One of the most common concerns I hear from partners and customers alike is that the talent shortage in security is a real problem. There are just not enough people to fill all of the critical roles to meet the increasing demands of the cybersecurity industry today.  With International Women’s Day, #IWD2021 fresh in my mind, I thought it would be a perfect opportunity to address the impact women can make by helping to alleviate this talent shortage simply by choosing to challenge their comfort zone and jumping into new opportunities.

It may come as a surprise to some, but deep technical experience or a background in security is not a prerequisite to get a foot in the door. And getting a boost from leaders and mentors can be just the motivation some need to take that next step.

What doesn’t challenge you, doesn’t change you

I started my career at Cisco 15 years ago as part of Cisco’s CSAP program. I started in sales and quickly found my passion in a channel role, working side by side with our partner community to grow their Cisco business.

I was a partner account manager for 10 years when I found myself “getting comfortable” in the role; I was looking for a change. One of my leaders encouraged me to pursue a position on our security channels team. I thought “Is he crazy? I don’t know anything about security.”  But I knew that I was up for the challenge and leapt at the opportunity.

This career move has allowed for me to double down on a passion I didn’t know I even had – securing our digital world – and aligning Cisco’s security platform to our partners’ overall priorities. Now, I lead a team of 10+ partner specialists across the US.

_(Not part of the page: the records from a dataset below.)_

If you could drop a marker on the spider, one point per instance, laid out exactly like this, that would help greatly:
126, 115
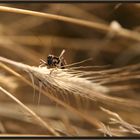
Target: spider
54, 61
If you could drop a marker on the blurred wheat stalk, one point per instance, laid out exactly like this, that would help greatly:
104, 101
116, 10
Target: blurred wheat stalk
99, 87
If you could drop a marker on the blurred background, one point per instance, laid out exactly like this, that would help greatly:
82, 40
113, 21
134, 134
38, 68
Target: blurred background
28, 39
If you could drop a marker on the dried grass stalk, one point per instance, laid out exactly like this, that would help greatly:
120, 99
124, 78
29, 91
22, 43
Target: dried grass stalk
33, 114
94, 25
68, 81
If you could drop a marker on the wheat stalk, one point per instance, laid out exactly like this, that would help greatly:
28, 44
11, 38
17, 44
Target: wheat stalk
43, 123
94, 25
71, 81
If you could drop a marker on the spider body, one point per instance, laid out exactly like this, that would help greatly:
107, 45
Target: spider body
54, 61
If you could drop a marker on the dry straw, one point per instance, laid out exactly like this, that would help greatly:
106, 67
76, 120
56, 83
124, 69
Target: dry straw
93, 25
72, 81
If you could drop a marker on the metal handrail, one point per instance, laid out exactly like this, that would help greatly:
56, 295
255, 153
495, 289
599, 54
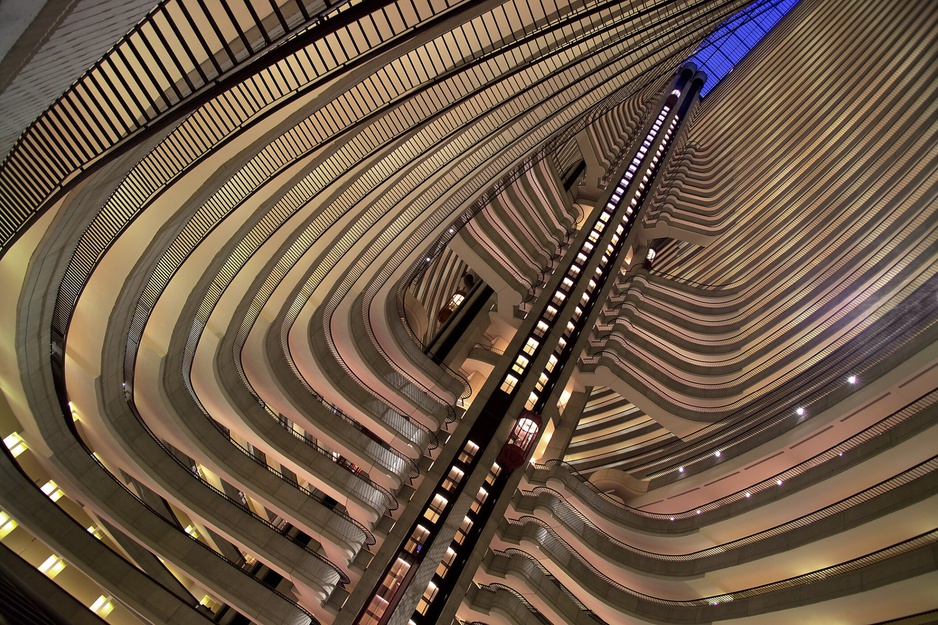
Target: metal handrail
593, 536
598, 500
586, 570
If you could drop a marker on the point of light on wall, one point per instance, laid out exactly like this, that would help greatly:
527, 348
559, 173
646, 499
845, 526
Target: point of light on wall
15, 444
7, 524
52, 566
102, 606
52, 491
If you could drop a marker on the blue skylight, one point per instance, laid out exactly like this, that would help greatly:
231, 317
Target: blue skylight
733, 40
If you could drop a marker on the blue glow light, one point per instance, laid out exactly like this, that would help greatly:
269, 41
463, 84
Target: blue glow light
733, 40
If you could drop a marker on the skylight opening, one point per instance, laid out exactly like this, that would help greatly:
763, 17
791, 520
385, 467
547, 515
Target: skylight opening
731, 42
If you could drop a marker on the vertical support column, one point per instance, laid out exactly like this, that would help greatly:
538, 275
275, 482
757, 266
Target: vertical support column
566, 425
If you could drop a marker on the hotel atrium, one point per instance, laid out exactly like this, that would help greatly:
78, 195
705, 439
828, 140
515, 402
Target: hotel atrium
447, 311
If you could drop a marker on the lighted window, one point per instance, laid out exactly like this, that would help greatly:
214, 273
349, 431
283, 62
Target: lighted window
417, 539
541, 382
468, 452
393, 579
428, 596
448, 558
435, 509
463, 530
453, 478
15, 444
479, 500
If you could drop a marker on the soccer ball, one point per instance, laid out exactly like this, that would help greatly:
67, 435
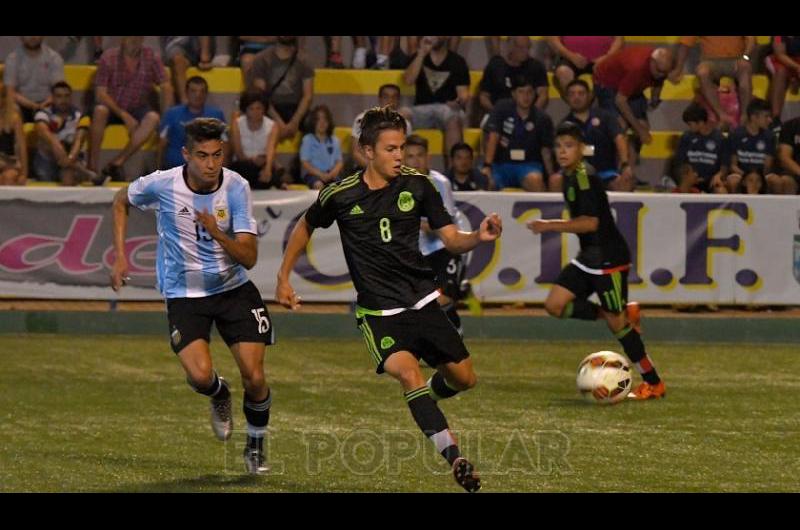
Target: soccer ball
604, 377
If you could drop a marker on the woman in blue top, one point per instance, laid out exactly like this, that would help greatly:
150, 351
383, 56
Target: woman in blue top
320, 152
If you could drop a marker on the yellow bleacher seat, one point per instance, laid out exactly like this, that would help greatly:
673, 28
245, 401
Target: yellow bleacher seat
228, 80
115, 138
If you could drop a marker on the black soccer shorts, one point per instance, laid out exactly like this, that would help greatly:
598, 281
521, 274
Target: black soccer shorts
426, 333
449, 269
611, 289
240, 316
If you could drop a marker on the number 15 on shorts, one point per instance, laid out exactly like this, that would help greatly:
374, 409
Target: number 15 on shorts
263, 321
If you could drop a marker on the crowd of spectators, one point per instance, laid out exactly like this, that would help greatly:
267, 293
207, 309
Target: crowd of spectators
733, 141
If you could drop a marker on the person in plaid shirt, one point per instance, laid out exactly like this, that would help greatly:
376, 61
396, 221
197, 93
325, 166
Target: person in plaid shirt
126, 76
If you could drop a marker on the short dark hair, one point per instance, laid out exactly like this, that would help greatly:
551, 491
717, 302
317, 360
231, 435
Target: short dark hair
569, 128
203, 130
313, 118
521, 80
377, 120
695, 112
60, 84
388, 86
757, 105
461, 146
418, 141
197, 80
578, 82
249, 97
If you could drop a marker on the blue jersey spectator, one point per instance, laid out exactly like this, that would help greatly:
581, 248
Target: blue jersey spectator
320, 152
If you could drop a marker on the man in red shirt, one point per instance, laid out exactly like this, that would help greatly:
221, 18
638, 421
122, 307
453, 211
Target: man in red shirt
126, 76
620, 81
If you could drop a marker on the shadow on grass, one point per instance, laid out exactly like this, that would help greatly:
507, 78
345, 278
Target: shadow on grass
208, 483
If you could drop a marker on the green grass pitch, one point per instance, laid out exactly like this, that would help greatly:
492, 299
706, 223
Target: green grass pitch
114, 414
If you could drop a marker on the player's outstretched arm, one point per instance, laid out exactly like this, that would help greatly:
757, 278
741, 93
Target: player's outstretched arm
459, 242
579, 225
120, 207
284, 292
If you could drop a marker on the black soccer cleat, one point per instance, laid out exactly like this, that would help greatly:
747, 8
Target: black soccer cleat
465, 475
221, 416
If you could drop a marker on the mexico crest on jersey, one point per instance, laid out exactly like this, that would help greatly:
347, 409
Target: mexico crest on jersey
405, 201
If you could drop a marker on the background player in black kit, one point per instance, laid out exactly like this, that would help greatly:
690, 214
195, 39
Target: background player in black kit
378, 212
602, 264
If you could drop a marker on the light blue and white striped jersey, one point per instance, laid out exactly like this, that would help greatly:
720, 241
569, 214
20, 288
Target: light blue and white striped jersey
189, 262
430, 243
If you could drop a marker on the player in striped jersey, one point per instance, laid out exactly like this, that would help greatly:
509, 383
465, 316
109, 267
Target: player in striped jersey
207, 238
449, 267
603, 262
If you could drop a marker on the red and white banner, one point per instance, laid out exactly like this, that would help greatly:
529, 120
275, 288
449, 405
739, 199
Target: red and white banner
57, 243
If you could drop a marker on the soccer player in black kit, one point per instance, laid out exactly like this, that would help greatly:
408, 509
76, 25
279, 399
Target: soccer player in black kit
601, 266
378, 212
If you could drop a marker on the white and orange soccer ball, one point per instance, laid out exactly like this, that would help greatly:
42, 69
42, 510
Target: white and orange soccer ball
604, 377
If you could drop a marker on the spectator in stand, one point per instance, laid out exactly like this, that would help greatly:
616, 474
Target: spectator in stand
125, 80
30, 71
789, 158
320, 152
61, 132
388, 95
13, 151
619, 84
254, 138
688, 178
334, 60
752, 151
704, 147
496, 81
519, 151
442, 83
182, 52
463, 175
602, 136
579, 55
719, 56
288, 80
249, 47
172, 131
784, 68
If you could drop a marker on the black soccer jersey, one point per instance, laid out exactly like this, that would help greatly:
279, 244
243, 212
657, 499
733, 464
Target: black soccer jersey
585, 195
380, 235
752, 150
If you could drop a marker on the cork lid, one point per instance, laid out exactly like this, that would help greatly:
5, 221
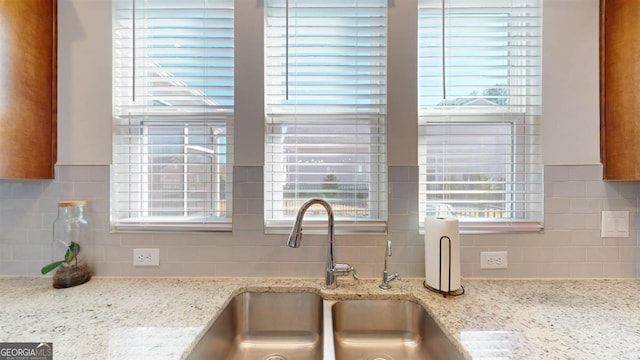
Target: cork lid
72, 203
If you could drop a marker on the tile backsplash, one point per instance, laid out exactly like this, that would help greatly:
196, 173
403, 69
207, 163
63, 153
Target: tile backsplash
569, 247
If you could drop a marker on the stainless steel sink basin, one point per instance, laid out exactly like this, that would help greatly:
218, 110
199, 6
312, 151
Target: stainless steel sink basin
265, 326
388, 330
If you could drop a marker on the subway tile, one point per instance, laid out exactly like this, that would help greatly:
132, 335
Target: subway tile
570, 246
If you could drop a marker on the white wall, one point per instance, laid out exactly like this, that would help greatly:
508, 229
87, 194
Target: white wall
570, 83
571, 119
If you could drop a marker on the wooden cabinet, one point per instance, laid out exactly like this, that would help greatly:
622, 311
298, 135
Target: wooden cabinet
620, 89
28, 88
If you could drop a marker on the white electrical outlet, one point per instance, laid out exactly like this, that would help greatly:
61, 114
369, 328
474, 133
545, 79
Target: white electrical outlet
146, 257
493, 260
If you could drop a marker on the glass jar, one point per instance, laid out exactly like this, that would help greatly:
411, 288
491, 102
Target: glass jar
70, 236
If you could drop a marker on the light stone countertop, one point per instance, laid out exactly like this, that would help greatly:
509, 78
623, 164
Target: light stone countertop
161, 318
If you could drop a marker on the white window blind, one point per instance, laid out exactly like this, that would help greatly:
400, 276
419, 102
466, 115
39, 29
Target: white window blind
326, 111
480, 67
173, 114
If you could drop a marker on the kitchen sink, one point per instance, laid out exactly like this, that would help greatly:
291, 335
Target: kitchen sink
265, 326
388, 330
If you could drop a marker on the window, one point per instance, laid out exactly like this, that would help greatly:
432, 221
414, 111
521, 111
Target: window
173, 114
326, 111
479, 113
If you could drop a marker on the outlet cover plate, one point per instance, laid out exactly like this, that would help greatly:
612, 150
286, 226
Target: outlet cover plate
493, 260
615, 224
146, 257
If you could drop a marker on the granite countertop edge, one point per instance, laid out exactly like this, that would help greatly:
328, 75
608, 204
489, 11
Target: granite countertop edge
163, 317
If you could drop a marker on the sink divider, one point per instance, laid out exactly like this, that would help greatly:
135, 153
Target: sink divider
328, 346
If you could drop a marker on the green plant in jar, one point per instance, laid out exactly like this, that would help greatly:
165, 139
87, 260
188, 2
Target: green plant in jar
70, 255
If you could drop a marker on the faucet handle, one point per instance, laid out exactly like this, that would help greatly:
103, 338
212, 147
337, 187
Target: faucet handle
354, 273
344, 269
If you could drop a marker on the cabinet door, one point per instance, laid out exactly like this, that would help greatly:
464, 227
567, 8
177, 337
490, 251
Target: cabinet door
620, 89
28, 87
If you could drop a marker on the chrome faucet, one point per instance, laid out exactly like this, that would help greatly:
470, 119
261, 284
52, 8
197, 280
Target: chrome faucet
333, 269
386, 278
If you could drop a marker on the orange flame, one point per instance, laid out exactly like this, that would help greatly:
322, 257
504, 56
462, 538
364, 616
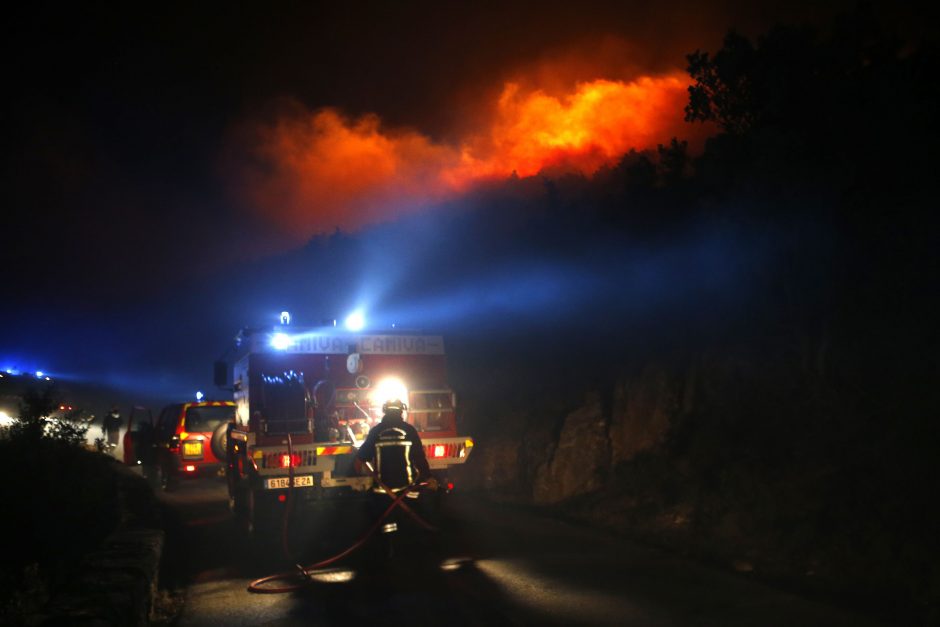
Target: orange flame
322, 170
592, 127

You can hear more about other women and their stories about their careers in cybersecurity and the advocates who helped along the way by reading our new eBook, Lifting Each Other Up: A Celebration of Women in Cybersecurity and Their Advocates.

Shifting the perception for the future workforce

One of the partners I have had the pleasure of working with over my tenure at Cisco is ePlus.  Someone who had a similar start to their career in cybersecurity is ePlus’ National Practice Manager for Cisco Security and Enterprise Networking, Wanda Castelvecchi.

In recent conversation with Wanda, I discovered that we both got our start in sales and it also took a nudge from a leader to encourage Wanda to take the next step in her career and challenge what she knew by trying a role in cybersecurity. One thing that Wanda credits with helping her get her footing and continuing to progress in a cybersecurity role is that she is “always learning”.  It is a focus on learning that propelled her to get involved with helping young women in school get involved in #WomenInSTEM.

“If you haven’t considered a career in cyber because you don’t have a technical background, think again.
There are a number of cybersecurity jobs that require more interpersonal skills than technical ones.
They require analytical thinking, teamwork skills, communication skills, and leadership skills, all of which
can be learned in fields other than technology.  Keep looking, keep learning, keep educating.
We are counting on you.”
– Wanda Castelvecchi, National Practice Manager for Cisco Security and Enterprise Networking, ePlus

Wanda is the Co-Founder of the organization Girls Re-Imagining Tomorrow (GRIT), which was created for the sole purpose of introducing diverse groups of middle school girls to technology-focused career possibilities, with an emphasis on cybersecurity and AI (Artificial Intelligence). Wanda’s goal with the GRIT program is to help close the gender gap in cyber and build a pipeline for talent by showing these kids the potential growth and opportunity that is out there by considering a career in cybersecurity.

Give yourself a boost

Great progress is being made with more women in the cybersecurity industry and holding leadership positions. But there is still a lot more we can do.  Our recent blog cited in the 2019 (ISC)2 Cybersecurity Workforce Study, it was found that women consisted of only 24% of the cybersecurity workforce.  Connecting women, men, & advocates for increasing diversity in cybersecurity is more important than ever.

Register for our virtual event on March 9thConnecting Women in Cybersecurity to see how you can get connected with our community to help empower women to achieve their full potential in cybersecurity. And access more resources on our Giving Women in Cybersecurity a Boost webpage.

Making the cybersecurity industry more diverse brings new thoughts, innovative ideas, and different perspectives which is something desperately needed to stay one step ahead of threats.

Take my advice– BE FEARLESS.  Take the initiative to grow and learn.  You’ll never regret an opportunity to accelerate your career.